The final verse of his Canticle St. Francis composed on his deathbed in order to welcome “Sister Death,” who would soon lead him to meet Jesus: Praised be You, my Lord, through our Sister Bodily Death, from whom no one living can escape./ Woe to those who die in mortal sin. Blessed are those whom death will find in Your most holy will, for the second death shall do them no harm./ Praise and bless my Lord and give Him thanks and serve Him with great humility.

When we look at the Canticle of Brother Sun as a whole, we see St. Francis praising God for and through the beauty of his creatures, culminating in the human person, the crown of God’s creation. After gazing outward at the sun, moon, stars, et cetera, St. Francis then looks inward, to the soul. He shows us how we can prepare ourselves to receive the Lord in grace and in the Sacraments here on earth, so that ultimately we may be prepared for total union with Him in heaven: through forgiveness, accepting trials, and doing the Lord’s will. Forgiveness is a key to unblock our hearts, opening them to God, while accepting trials in this life out of love for the Lord conforms us to Christ Who suffered for us. In terms of death, St. Francis is disarmingly straightforward, placing before us the two paths we can choose to follow: sin, leading to death, or God’s will, leading to eternal life.

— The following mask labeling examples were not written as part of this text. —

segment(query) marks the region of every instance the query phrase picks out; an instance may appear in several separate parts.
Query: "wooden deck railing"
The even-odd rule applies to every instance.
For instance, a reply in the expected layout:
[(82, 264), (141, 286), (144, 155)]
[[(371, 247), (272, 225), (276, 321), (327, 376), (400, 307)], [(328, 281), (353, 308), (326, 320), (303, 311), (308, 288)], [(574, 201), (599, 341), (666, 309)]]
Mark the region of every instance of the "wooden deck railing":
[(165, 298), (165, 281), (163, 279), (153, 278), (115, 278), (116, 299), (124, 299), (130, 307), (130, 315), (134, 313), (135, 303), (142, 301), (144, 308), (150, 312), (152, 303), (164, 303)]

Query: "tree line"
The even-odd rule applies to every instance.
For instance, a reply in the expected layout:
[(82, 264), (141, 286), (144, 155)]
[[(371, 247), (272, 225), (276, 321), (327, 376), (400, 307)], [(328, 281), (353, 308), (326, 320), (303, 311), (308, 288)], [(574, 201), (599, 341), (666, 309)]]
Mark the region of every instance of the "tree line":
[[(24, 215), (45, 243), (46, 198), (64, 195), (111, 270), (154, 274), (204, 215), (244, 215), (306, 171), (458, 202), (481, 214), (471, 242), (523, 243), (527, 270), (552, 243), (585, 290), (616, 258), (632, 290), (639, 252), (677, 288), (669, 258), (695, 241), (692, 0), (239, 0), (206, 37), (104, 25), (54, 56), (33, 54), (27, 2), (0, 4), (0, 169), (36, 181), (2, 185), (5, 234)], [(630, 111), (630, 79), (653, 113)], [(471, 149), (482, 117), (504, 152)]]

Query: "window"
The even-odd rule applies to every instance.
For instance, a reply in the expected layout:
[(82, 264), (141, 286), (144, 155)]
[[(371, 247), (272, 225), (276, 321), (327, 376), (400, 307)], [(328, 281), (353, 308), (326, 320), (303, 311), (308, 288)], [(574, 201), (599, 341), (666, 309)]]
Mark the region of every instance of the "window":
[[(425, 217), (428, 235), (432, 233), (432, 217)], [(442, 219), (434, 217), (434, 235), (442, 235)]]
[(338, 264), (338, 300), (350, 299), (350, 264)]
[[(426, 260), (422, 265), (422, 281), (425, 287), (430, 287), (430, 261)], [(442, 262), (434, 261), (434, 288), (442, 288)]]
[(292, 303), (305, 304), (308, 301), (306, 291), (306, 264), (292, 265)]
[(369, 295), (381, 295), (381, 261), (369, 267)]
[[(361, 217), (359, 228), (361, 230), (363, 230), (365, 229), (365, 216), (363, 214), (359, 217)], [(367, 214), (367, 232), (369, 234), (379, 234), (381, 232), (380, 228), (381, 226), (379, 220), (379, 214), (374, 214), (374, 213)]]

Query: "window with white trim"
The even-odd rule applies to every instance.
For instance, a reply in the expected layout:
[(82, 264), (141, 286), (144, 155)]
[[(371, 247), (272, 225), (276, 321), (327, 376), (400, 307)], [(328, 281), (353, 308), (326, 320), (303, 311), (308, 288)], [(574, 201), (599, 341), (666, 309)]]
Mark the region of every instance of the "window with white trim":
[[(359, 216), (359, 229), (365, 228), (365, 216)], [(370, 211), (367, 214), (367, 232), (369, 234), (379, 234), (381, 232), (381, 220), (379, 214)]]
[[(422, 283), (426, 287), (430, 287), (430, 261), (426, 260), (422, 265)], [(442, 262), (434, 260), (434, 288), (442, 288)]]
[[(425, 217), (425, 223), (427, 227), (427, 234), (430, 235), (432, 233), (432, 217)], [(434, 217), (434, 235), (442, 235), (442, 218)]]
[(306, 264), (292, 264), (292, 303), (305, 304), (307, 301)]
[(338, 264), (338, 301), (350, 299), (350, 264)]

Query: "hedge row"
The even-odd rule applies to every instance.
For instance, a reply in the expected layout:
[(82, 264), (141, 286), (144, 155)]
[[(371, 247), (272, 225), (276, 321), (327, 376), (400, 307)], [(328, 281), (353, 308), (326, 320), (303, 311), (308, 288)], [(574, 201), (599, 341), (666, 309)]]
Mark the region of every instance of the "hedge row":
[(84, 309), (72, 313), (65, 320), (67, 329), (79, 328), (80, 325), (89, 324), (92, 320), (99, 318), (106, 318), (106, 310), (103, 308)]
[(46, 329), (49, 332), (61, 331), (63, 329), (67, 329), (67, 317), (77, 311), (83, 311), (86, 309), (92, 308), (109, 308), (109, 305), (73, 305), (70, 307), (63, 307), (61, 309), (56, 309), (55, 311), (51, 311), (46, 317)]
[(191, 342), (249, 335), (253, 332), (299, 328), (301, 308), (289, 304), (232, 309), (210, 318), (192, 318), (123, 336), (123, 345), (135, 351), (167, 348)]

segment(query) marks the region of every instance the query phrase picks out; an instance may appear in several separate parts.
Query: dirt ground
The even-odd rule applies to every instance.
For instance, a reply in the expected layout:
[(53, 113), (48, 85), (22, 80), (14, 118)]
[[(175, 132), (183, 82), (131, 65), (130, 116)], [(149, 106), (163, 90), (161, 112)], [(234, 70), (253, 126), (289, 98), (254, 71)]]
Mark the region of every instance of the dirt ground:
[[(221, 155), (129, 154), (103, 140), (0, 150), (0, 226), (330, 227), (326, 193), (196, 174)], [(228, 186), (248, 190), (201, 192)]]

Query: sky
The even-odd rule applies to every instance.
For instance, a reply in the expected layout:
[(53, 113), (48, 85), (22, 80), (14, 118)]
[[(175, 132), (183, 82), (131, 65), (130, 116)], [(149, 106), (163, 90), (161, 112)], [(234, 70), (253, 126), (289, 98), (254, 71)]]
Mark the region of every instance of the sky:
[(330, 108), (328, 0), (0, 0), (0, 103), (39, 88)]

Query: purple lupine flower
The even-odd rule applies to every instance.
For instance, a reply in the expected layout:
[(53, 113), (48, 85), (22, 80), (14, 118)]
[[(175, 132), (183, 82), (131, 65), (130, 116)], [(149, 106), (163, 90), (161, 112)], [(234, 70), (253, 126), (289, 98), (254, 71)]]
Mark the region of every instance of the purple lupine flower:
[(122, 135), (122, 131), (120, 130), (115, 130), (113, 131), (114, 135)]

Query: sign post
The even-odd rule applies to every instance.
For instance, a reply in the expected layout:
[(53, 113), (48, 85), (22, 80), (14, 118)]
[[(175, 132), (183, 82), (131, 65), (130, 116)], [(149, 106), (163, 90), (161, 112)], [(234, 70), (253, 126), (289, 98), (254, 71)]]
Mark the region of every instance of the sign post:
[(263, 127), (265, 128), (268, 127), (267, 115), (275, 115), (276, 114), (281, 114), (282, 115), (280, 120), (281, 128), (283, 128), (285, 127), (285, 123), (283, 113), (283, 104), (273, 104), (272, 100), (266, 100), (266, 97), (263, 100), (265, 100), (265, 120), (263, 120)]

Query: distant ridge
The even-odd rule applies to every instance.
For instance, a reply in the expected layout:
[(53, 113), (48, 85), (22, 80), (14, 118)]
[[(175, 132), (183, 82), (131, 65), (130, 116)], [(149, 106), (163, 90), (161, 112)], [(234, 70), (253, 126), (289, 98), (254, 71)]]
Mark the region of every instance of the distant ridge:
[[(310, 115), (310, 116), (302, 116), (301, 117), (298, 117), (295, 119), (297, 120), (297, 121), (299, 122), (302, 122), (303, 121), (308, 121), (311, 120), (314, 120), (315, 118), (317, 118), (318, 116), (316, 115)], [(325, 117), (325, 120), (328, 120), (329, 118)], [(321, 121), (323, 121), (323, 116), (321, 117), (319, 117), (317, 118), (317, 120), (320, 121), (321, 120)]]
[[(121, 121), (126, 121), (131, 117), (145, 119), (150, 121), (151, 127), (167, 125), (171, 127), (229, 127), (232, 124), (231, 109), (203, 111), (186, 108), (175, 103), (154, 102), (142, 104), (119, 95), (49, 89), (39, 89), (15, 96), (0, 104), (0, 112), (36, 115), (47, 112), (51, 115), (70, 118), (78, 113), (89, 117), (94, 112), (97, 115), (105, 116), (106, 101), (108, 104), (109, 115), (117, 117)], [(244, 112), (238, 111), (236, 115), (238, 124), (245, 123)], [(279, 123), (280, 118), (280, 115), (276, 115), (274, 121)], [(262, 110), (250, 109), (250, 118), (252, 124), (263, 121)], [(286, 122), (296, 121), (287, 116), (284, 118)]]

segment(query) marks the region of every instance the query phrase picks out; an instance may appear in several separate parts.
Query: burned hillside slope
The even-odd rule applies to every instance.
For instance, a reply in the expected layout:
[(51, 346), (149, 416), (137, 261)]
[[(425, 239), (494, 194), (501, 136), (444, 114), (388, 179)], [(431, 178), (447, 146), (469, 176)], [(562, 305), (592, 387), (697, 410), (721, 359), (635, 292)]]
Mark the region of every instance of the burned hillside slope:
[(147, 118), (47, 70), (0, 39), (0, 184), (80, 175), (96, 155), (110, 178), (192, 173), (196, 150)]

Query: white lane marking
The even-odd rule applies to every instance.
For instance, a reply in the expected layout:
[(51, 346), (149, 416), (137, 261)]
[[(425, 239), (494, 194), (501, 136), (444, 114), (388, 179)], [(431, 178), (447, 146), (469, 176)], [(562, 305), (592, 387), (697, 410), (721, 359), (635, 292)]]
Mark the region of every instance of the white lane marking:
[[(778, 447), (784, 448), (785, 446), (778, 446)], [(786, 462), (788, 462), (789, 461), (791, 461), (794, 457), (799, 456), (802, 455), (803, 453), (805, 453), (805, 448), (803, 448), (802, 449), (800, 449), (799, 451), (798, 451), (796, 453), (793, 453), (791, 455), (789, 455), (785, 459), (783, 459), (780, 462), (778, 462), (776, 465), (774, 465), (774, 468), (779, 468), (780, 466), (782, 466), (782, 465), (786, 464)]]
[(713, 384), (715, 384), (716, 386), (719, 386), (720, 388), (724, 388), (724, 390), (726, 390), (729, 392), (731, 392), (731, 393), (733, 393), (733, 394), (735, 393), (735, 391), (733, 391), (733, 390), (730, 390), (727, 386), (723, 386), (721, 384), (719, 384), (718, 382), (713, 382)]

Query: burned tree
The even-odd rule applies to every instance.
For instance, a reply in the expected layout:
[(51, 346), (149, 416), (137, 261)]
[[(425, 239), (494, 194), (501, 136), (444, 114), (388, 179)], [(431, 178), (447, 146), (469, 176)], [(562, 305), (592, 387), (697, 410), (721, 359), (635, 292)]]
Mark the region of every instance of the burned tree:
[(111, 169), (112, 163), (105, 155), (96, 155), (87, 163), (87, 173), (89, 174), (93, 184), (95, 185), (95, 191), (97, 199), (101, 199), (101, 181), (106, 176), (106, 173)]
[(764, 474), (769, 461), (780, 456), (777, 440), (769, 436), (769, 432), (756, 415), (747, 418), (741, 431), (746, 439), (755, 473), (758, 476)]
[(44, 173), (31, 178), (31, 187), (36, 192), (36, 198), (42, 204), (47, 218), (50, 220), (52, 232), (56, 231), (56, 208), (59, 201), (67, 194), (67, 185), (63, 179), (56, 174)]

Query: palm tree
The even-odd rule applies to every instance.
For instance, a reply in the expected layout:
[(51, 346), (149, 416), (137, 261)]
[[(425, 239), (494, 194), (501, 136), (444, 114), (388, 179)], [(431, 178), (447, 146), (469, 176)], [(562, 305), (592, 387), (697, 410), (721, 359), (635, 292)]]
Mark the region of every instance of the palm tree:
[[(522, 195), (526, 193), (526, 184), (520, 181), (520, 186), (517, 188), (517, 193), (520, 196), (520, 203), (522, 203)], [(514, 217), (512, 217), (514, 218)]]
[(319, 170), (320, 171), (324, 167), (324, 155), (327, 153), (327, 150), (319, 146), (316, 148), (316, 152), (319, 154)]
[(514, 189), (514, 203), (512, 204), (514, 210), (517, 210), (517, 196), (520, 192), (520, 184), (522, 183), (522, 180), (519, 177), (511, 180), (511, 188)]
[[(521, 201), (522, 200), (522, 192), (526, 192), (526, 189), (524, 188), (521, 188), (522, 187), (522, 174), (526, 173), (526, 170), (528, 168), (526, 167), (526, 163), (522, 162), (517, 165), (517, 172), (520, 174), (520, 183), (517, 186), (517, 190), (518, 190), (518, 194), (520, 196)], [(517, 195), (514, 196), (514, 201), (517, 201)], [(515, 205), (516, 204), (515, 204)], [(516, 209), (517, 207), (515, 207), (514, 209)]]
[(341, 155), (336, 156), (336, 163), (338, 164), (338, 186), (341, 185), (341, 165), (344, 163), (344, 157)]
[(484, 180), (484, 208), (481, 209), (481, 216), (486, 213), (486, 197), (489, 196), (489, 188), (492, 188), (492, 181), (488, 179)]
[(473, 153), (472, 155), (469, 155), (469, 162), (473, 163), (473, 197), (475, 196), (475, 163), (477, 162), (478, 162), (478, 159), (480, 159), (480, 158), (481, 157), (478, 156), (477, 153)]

During this month of November, may I suggest that we take a look at these verses of St. Francis as a kind of examination of conscience? Taking our cue from Francis, we could ask ourselves the following questions. Is there anyone I need to forgive? Is there any trial or suffering in my life that I need to accept or bear more patiently out of love for Jesus? Is there anything I could do to help bring peace to my family, friends, or those around me? Am I doing my best to carry out the Lord’s will in my daily life?

After taking stock, and focusing ourselves once again on doing the will of Our Lord, we can join St. Francis in his joyful song to our most loving, merciful God: “Praise and bless my Lord and give Him thanks and serve Him with great humility.